建築にあたっては、スミス氏自身の構想に基づき、地元の優れた宮大工であった宮川庄助氏との緊密な協力のもとで進められました 。建物は、借景である彦根城との調和を深く意識しており、唐破風(からはふ)や花頭窓(かとうまど)といった日本の伝統的な社寺建築の様式を基調としています 。その一方で、屋根瓦や扉、梁など随所に、十字架、葡萄、鳩といったキリスト教の象徴的文様が精巧な彫刻や金具として違和感なく溶け込んでおり、和と洋の精神が見事に融合した独特の美しさを生み出しています 。
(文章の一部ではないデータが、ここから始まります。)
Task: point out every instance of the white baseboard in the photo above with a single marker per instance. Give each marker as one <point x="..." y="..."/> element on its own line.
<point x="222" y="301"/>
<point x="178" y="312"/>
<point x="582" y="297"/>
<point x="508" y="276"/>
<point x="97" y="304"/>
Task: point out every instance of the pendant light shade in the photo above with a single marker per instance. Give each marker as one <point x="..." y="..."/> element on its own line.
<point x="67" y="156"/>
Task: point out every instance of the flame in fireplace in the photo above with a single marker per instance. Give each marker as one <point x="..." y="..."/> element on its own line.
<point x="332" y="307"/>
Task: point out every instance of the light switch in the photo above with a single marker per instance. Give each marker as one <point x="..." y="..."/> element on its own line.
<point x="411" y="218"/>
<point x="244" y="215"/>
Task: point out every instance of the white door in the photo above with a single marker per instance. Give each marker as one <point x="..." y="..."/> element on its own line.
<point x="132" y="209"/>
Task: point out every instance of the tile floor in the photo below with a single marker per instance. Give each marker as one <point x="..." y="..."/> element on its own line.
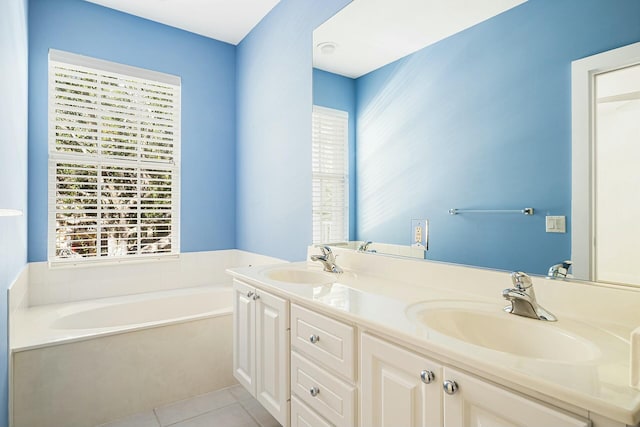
<point x="230" y="407"/>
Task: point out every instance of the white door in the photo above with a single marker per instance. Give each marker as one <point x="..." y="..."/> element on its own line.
<point x="480" y="404"/>
<point x="616" y="179"/>
<point x="393" y="392"/>
<point x="244" y="336"/>
<point x="272" y="355"/>
<point x="604" y="196"/>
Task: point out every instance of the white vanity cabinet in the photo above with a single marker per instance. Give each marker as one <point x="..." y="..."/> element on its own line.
<point x="477" y="403"/>
<point x="322" y="370"/>
<point x="261" y="347"/>
<point x="400" y="387"/>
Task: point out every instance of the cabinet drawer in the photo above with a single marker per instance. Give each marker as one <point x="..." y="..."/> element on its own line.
<point x="303" y="416"/>
<point x="333" y="342"/>
<point x="326" y="394"/>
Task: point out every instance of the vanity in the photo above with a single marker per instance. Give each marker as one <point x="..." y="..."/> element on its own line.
<point x="402" y="342"/>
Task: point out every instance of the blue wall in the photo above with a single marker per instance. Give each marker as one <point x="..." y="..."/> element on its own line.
<point x="207" y="69"/>
<point x="482" y="120"/>
<point x="274" y="129"/>
<point x="334" y="91"/>
<point x="13" y="169"/>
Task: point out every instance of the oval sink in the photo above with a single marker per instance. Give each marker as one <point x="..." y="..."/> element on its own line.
<point x="486" y="325"/>
<point x="306" y="277"/>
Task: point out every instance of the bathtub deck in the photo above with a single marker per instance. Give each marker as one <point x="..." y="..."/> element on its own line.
<point x="230" y="407"/>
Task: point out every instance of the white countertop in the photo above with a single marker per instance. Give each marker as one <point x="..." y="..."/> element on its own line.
<point x="379" y="299"/>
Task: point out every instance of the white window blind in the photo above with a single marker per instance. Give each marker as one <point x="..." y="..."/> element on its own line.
<point x="330" y="175"/>
<point x="114" y="160"/>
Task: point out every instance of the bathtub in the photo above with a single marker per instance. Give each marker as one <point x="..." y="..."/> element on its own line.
<point x="89" y="362"/>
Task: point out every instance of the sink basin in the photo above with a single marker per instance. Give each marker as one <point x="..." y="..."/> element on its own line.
<point x="486" y="325"/>
<point x="299" y="276"/>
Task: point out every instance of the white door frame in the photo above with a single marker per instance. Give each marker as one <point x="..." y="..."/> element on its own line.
<point x="583" y="72"/>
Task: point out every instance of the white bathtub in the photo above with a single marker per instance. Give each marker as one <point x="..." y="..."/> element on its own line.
<point x="62" y="323"/>
<point x="86" y="363"/>
<point x="145" y="310"/>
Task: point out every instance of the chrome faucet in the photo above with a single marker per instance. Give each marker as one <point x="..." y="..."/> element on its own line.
<point x="327" y="259"/>
<point x="559" y="271"/>
<point x="523" y="299"/>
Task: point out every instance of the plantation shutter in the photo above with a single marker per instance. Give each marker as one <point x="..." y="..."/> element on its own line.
<point x="330" y="175"/>
<point x="114" y="160"/>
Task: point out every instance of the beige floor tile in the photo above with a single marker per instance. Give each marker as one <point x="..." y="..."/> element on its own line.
<point x="145" y="419"/>
<point x="255" y="409"/>
<point x="229" y="416"/>
<point x="185" y="409"/>
<point x="239" y="392"/>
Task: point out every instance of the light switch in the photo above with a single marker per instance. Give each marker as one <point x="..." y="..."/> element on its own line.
<point x="420" y="233"/>
<point x="556" y="224"/>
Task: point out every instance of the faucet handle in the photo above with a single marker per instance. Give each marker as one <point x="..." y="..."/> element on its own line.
<point x="521" y="280"/>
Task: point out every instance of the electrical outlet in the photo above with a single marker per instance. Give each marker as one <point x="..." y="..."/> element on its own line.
<point x="419" y="233"/>
<point x="556" y="224"/>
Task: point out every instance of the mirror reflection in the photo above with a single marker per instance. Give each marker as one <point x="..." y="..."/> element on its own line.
<point x="477" y="119"/>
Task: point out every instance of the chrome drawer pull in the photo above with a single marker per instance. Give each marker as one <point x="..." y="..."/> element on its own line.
<point x="450" y="386"/>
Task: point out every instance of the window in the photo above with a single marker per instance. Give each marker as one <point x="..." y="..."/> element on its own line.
<point x="330" y="175"/>
<point x="114" y="160"/>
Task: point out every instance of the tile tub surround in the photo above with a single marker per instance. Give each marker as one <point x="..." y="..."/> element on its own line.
<point x="377" y="290"/>
<point x="89" y="382"/>
<point x="65" y="283"/>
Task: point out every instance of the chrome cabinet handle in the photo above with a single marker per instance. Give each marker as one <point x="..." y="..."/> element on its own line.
<point x="427" y="376"/>
<point x="450" y="386"/>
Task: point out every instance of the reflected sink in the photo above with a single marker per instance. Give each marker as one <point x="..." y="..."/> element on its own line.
<point x="486" y="325"/>
<point x="299" y="276"/>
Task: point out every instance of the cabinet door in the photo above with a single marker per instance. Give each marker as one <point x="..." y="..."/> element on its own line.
<point x="393" y="392"/>
<point x="244" y="336"/>
<point x="272" y="355"/>
<point x="477" y="403"/>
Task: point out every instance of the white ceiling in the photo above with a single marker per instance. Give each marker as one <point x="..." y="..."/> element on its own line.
<point x="369" y="34"/>
<point x="226" y="20"/>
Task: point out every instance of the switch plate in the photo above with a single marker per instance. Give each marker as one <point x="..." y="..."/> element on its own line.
<point x="556" y="224"/>
<point x="419" y="233"/>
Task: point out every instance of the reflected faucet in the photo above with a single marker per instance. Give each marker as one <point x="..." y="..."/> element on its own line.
<point x="523" y="299"/>
<point x="559" y="271"/>
<point x="364" y="247"/>
<point x="328" y="260"/>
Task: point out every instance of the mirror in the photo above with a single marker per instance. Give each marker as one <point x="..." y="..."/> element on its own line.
<point x="475" y="118"/>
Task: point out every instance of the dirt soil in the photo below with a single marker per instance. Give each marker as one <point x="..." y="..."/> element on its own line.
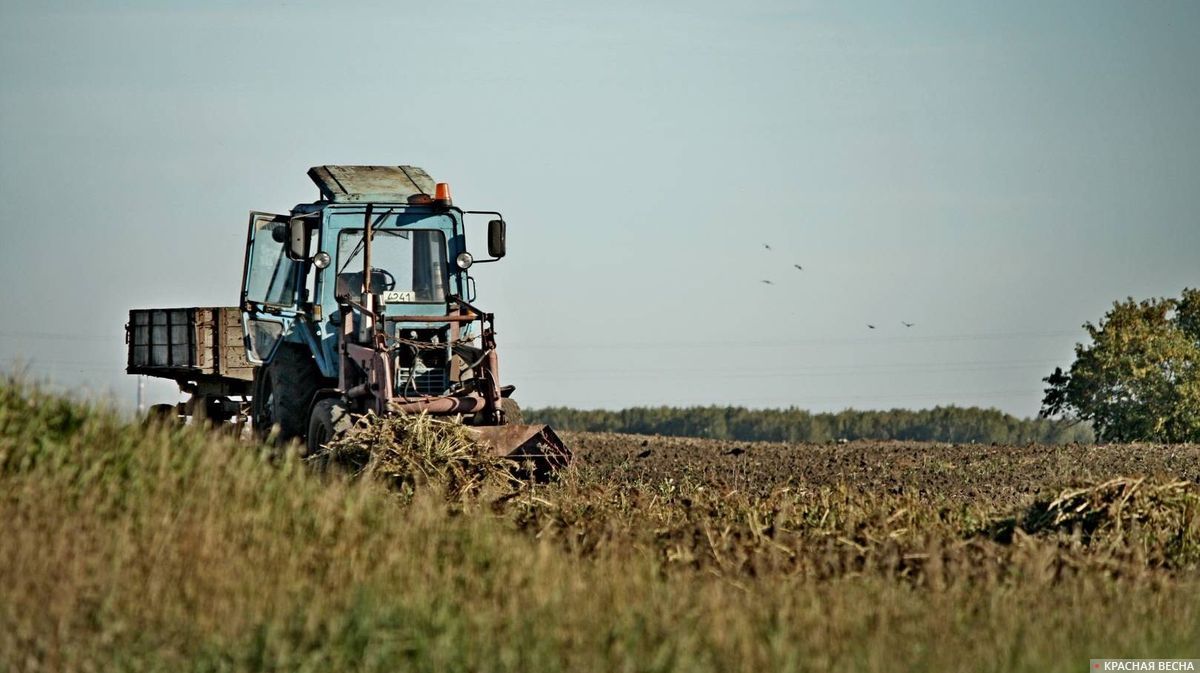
<point x="1001" y="475"/>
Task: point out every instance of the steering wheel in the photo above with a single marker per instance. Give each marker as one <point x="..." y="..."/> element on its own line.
<point x="389" y="281"/>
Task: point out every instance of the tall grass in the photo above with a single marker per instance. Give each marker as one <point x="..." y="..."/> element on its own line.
<point x="153" y="548"/>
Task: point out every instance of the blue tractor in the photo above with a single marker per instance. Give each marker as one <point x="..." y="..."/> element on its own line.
<point x="360" y="302"/>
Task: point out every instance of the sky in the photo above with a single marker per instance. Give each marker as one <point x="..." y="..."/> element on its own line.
<point x="996" y="174"/>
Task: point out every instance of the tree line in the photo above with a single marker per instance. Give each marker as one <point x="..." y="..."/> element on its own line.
<point x="940" y="424"/>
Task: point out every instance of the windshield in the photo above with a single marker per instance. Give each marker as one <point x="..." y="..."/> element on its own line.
<point x="407" y="265"/>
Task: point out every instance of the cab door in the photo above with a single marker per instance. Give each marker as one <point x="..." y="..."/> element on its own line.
<point x="270" y="286"/>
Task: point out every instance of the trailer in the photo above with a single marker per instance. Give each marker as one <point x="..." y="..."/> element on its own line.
<point x="203" y="350"/>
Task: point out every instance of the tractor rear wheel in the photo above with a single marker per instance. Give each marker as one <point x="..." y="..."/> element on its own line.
<point x="283" y="388"/>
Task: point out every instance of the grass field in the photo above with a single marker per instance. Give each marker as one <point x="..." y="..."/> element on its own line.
<point x="131" y="548"/>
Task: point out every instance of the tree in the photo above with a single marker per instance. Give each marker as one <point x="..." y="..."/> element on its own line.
<point x="1139" y="379"/>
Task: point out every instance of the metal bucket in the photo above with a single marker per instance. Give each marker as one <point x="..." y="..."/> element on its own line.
<point x="537" y="449"/>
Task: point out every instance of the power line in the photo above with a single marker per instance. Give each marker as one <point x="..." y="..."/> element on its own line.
<point x="672" y="344"/>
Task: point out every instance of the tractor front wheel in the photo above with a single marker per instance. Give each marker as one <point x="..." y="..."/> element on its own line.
<point x="330" y="420"/>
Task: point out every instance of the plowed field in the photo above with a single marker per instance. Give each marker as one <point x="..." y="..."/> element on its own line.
<point x="985" y="474"/>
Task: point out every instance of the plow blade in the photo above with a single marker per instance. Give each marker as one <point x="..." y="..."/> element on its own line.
<point x="537" y="448"/>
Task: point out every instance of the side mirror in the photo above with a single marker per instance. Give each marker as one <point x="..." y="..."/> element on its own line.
<point x="496" y="238"/>
<point x="298" y="239"/>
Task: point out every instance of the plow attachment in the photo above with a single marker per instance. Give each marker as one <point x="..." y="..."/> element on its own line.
<point x="535" y="448"/>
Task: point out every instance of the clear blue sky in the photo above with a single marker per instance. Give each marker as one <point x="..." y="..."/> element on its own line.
<point x="994" y="173"/>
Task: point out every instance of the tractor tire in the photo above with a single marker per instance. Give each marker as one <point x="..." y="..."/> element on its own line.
<point x="283" y="388"/>
<point x="330" y="419"/>
<point x="162" y="415"/>
<point x="511" y="412"/>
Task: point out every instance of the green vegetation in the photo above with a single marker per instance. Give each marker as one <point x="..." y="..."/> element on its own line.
<point x="941" y="424"/>
<point x="154" y="548"/>
<point x="1139" y="379"/>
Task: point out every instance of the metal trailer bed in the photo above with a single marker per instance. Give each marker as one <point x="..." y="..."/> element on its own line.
<point x="201" y="348"/>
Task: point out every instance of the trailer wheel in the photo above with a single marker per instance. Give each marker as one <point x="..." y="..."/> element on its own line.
<point x="511" y="412"/>
<point x="282" y="391"/>
<point x="330" y="419"/>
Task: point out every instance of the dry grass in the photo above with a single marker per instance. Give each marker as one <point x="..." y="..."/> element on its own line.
<point x="132" y="548"/>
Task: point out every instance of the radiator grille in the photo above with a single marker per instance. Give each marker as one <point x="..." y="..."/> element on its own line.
<point x="420" y="379"/>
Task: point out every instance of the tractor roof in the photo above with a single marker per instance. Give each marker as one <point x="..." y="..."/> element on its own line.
<point x="364" y="184"/>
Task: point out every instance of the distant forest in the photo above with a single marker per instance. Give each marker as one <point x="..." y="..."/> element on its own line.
<point x="941" y="424"/>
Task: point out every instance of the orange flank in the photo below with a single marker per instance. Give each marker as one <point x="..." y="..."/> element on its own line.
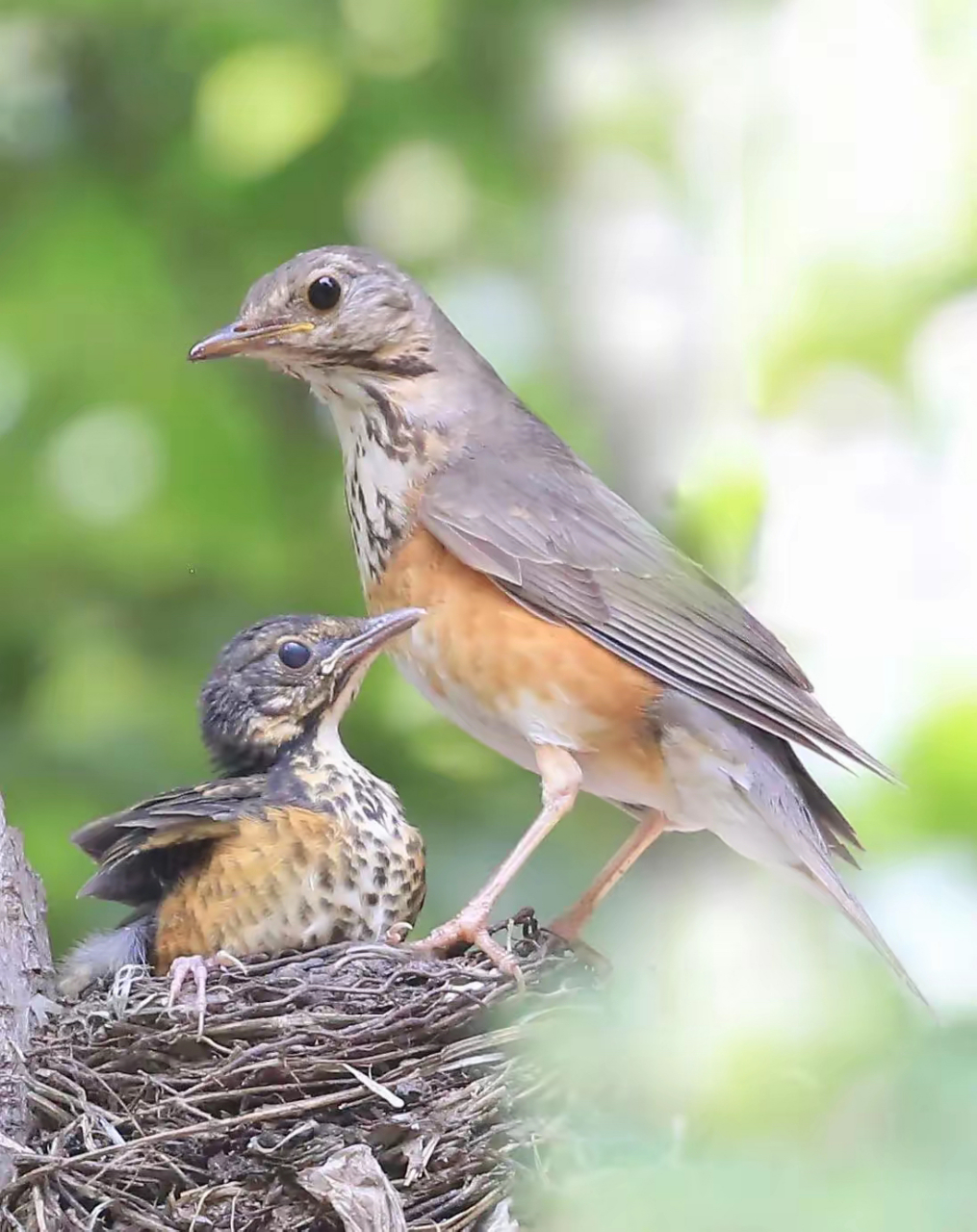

長年にわたり日本聖公会彦根聖愛教会の礼拝堂として地域の人々に親しまれてきましたが、1996年、都市計画道路の拡幅工事に伴い、取り壊されるという最大の危機に直面しました 。この報に接し、建物の歴史的・文化的価値を惜しむ滋賀大学の教員や学生、そして地域住民や経済人などの市民有志が立ち上がり、「スミス記念堂を彦根に保存する会」を結成しました 。 保存会は、移築再建のための募金活動や移築先の確保に奔走し、建物は一旦解体され、その部材一つひとつが大切に保管されました 。市民による10年にも及ぶ粘り強い保存運動の結果、彦根市から彦根城を望む現在地の提供を受け、2006年12月に見事再建が果たされました 。そして翌2007年、その文化的価値が高く評価され、国の登録有形文化財に正式に登録されたのです 。
現在、スミス記念堂はNPO法人「スミス会議」によって維持管理され、コンサートや講演会、展示会などに活用される市民の文化交流拠点として、新たな歴史を刻み続けています 。